Wielkopiątkowy horror radomskiej Broni Radom To już niemal tradycja, że piłkarze radomskiej Broni przedświąteczny bój o punkty stoczyli w piątek. Gdy w piątej minucie doliczonego czasu gry meczu z rezerwami Jagiellonii Białystok wyrównali stan meczu, nikt nie wierzył, że to goście mogą wyjechać z Radomia z kompletem punktów. A jednak...
Przez ponad rok piłkarze z Radomia u siebie nie przegrali.
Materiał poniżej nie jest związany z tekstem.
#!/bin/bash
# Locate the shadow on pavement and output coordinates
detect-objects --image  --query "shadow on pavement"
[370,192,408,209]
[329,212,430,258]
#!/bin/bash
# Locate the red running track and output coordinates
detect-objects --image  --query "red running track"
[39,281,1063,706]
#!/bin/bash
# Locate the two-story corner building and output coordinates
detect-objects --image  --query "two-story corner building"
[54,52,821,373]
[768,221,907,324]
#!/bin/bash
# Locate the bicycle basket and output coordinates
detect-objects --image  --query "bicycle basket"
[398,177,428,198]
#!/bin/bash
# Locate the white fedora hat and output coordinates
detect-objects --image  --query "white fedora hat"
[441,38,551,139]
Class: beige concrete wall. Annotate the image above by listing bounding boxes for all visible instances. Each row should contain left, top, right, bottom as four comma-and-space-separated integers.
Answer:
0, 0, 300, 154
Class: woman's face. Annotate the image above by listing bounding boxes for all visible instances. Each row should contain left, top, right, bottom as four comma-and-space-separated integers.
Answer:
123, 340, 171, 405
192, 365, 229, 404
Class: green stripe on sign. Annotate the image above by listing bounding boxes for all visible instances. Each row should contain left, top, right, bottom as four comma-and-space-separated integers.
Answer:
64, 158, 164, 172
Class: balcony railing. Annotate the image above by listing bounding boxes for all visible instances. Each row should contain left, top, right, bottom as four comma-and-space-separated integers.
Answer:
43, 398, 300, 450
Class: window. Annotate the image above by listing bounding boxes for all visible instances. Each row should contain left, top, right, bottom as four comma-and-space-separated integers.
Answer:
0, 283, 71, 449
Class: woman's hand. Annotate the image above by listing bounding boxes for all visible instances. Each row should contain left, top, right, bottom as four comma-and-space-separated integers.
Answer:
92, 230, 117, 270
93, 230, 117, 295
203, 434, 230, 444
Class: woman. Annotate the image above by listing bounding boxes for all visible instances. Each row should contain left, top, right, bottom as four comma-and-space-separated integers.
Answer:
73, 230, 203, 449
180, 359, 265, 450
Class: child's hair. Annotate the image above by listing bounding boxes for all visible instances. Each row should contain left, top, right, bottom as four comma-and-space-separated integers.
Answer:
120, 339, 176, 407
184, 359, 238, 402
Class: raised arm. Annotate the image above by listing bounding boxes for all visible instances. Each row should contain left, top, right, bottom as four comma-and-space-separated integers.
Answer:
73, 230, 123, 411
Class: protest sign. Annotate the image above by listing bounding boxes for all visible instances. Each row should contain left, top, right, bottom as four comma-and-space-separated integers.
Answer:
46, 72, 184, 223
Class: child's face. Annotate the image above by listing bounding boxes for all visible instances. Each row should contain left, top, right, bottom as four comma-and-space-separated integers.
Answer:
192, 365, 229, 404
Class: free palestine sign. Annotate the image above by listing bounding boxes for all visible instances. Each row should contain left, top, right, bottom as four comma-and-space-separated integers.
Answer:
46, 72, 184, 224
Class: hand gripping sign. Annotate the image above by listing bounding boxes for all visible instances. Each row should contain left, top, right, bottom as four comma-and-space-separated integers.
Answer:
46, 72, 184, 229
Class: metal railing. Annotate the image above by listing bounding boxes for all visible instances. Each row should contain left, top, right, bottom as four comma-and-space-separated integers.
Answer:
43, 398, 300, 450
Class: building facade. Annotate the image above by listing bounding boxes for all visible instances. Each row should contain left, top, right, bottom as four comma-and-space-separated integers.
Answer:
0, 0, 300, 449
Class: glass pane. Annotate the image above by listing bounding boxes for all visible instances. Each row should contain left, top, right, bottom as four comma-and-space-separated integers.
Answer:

W tegoroczny Wielki Piątek twierdza przy N9 padła, chociaż wydarzenia z ostatnich minut sprawiły, że fani wychodząc ze stadionu na ustach mieli jedno słowo: "niemożliwe"...
BROŃ RADOM – JAGIELLONIA II BIAŁYSTOK 2:3 (1:1)
Bramki: Jakubczyk (20.), Stawiarz (90.+5) – Polkowski (14.), Mazurek (78.), Kozłowski (90+6.)
Broń: Czerny – Baszlaj, Wrześniewski, Putin, Kobiera, Jarzębski, Górka, Jakubczyk, Kowalski, Timite, Winiarski.